Before the World Came Calling

One could only imagine how life on these pristine islands flourished 1500 years in the past, subsisting in a land bequest with beauty, found nowhere else on earth and teaming with victuals from both land and sea. Those first occupants might have existed here as much as 700 years before the next voyagers from the southern hemisphere appeared. As many as 30 to 40 continuous generations inhabited this archipelago hidden to the rest of the world. Moreover, for almost all (especially the latter) of these generations, this might have been the center of the universe, for they knew of no other existence. Only the presence of their own people, of their Gods, of the towering peaks that climbed endlessly to the clouds, found nowhere else in the vast Pacific ocean. Combining the sea, that encircled them from every direction and the “mana” (the land) that provided their permanent existence, they resided with an abundance of bounty. Mother earth could not have placed these “Jewels of the Pacific”, as they were coined some 1600 years later by Charles Lindbergh, with more isolation. At between 18’52” and 22’15” north latitude, and roughly at 154 to 160 degrees west longitude, they are set in the middle of the central pacific. Ultimately, with much irony, this strategic location, halfway between the orient and the western coasts of both north and South America, would prove to be one of the biggest impacts that would dictate the history and monumental social evolvement in the islands of Hawai’i. Yet for those centuries between 300 AD and 1000 AD a life of uninterrupted bliss existed for a brown skinned race, in a land that did not exist.

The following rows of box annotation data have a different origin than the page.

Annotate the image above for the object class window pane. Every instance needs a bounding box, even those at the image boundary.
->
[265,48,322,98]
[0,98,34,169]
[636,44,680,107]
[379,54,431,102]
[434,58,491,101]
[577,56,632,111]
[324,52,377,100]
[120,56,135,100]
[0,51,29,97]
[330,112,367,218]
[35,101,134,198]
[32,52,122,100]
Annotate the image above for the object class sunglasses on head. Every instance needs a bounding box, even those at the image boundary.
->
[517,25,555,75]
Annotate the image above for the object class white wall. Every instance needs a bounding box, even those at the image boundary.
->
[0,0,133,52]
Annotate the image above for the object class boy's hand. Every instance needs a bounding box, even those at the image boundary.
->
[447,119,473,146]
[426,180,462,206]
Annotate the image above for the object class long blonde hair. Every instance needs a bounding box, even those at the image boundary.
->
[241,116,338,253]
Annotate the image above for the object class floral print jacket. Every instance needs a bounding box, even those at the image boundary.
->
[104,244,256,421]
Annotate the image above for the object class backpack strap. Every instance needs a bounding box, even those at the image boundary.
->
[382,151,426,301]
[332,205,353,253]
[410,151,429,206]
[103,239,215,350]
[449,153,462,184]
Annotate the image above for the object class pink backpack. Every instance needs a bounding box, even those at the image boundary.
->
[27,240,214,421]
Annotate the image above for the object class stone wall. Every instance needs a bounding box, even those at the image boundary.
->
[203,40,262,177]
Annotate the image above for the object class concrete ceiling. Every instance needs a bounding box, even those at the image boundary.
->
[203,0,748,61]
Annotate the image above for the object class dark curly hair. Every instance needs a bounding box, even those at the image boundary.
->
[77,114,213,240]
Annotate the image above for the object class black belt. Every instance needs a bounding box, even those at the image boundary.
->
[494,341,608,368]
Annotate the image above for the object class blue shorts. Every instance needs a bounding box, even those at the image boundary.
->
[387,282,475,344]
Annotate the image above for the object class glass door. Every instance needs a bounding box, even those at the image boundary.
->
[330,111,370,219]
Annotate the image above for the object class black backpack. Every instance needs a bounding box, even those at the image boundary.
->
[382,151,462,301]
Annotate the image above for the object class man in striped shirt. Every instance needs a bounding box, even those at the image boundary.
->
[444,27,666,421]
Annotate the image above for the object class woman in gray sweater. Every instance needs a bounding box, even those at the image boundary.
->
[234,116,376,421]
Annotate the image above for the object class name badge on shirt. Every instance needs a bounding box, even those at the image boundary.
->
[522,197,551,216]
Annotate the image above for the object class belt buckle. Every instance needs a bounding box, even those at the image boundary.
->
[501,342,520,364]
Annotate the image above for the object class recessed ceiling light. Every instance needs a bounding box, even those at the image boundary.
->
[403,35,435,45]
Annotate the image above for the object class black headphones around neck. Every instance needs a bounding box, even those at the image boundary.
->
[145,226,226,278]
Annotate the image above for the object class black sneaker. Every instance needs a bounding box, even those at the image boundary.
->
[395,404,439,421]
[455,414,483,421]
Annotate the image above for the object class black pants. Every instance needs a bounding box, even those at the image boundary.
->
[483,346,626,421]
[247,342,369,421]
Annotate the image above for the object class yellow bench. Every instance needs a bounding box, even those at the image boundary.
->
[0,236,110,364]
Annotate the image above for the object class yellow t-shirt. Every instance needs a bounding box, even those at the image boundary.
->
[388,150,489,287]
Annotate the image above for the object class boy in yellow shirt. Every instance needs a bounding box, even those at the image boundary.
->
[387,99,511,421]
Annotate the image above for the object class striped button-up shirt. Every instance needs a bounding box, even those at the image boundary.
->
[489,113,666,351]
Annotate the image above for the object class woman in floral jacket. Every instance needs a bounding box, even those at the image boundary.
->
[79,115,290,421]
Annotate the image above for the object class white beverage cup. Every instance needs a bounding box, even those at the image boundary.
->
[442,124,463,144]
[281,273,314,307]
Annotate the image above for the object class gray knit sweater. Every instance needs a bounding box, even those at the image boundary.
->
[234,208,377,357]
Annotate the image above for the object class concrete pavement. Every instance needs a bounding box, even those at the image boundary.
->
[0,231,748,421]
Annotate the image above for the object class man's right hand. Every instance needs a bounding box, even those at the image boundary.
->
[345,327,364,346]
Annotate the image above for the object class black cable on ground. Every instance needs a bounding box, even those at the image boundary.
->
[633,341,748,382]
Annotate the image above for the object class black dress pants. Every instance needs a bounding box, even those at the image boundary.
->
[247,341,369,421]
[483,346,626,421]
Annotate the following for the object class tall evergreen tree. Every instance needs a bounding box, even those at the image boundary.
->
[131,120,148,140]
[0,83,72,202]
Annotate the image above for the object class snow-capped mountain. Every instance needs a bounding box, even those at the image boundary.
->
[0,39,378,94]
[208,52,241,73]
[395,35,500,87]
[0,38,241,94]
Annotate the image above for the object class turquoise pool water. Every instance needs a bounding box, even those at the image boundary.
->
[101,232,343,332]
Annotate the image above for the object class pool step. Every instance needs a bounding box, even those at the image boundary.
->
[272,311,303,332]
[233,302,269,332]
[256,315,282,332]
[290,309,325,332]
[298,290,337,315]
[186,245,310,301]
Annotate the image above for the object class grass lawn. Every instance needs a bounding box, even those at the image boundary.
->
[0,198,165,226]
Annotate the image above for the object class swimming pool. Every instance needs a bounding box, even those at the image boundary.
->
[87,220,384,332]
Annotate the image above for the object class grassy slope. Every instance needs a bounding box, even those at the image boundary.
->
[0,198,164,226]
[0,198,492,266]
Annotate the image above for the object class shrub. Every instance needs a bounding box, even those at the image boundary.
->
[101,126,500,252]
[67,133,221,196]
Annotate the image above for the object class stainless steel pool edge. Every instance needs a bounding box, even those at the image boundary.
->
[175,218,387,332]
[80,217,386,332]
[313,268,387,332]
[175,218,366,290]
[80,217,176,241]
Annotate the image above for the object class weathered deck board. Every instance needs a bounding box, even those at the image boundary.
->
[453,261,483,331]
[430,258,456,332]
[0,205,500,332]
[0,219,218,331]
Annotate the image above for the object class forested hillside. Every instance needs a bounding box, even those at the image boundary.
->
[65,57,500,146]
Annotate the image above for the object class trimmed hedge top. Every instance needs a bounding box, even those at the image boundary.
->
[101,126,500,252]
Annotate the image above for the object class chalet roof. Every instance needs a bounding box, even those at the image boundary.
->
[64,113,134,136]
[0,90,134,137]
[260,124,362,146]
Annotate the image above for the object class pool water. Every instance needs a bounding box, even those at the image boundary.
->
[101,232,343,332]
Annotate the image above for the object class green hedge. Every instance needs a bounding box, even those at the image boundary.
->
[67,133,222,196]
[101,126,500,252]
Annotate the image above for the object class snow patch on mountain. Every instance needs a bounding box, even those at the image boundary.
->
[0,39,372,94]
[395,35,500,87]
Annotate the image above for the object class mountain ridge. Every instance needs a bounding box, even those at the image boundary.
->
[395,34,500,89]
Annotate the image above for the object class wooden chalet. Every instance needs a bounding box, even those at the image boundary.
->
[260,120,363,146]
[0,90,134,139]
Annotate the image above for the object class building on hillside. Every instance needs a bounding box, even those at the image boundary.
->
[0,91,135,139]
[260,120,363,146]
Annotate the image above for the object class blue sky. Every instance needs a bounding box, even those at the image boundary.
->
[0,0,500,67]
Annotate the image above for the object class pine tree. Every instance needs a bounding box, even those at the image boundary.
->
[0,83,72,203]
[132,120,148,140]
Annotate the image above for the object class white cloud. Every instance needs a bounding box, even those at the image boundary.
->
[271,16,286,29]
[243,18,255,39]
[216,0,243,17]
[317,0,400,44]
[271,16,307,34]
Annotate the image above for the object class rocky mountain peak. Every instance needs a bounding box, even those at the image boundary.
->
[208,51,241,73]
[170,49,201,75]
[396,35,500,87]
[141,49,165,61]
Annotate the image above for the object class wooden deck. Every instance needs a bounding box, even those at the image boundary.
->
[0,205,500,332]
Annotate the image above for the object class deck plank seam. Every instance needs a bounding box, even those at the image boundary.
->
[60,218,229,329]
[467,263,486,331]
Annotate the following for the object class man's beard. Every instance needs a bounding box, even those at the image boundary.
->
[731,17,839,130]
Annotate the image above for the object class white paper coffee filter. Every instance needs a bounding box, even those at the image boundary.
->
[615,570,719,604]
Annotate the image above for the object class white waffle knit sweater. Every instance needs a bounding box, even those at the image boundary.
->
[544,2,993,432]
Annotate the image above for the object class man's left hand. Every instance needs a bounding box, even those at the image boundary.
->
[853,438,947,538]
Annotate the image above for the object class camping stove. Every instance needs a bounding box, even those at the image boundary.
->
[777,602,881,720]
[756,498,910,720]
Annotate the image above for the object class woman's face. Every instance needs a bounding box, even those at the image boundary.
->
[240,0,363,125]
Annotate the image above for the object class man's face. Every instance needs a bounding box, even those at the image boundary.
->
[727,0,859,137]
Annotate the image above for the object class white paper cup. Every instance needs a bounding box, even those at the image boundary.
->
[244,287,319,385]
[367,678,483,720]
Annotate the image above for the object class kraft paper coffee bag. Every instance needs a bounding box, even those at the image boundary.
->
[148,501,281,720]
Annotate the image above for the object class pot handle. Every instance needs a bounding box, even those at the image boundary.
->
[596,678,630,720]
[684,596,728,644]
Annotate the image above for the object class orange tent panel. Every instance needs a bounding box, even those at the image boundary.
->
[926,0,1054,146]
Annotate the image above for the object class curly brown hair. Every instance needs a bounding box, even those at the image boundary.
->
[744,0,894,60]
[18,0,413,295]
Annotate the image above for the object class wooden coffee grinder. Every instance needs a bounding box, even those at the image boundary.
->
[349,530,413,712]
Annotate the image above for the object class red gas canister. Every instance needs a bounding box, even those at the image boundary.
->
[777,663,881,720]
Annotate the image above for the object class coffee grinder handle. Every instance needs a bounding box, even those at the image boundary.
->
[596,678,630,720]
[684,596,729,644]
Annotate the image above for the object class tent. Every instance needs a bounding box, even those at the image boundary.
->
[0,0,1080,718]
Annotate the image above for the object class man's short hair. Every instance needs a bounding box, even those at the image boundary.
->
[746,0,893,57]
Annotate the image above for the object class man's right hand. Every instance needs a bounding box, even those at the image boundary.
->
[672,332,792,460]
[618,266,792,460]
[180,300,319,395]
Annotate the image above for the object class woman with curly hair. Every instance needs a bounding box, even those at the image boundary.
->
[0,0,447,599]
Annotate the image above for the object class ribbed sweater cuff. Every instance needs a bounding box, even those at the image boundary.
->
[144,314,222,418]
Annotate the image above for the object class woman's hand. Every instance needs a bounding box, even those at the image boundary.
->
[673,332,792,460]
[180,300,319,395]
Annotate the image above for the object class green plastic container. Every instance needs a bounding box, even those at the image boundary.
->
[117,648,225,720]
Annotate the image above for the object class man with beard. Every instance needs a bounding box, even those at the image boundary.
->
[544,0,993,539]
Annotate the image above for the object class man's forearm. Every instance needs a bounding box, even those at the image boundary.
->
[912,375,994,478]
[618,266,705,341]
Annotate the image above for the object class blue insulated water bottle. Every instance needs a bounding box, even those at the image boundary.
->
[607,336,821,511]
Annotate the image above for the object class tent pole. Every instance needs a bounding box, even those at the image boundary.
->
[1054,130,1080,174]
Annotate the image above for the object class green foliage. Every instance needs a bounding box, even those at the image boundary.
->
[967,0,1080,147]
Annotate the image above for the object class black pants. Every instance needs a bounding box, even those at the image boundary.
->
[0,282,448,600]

It is believed that those that arrived first, did so from the Marquesas, and were thought to have carried a rather docile demeanor to their culture. Rather short in stature, they favored the northern islands of Kaua’i and Oahu. Water was plentiful on these isles and rainfall of copious amounts. Being the oldest of the archipelago, the only navigable rivers existed here, giving them endless supplies of fresh water. On all of the eight major islands of the chain, as is the case on all continents of the northern hemisphere, the southwestern sections tended to exist under semi-arid conditions, yet on the islands to the north these conditions seemed small and insignificant. This, along with the dominating tropical environment of Kaua’i and Oahu, which included an abundance of native fruits and vegetables, and the aforementioned inexhaustible supply of water, was more than likely the primary reasons behind the migration to the northern tip of the island’s main chain.

These initial generations probably lived, sharing a boundary adjoining true paradise, flanking generation after generation for possibly 800 years. For these people an idyllic existence endured, and the evolution of their society was impacted from within. Which is to say, that whatever good, evil, spiritual, or social progression took place, it proceeded untouched by outside influences for eight centuries.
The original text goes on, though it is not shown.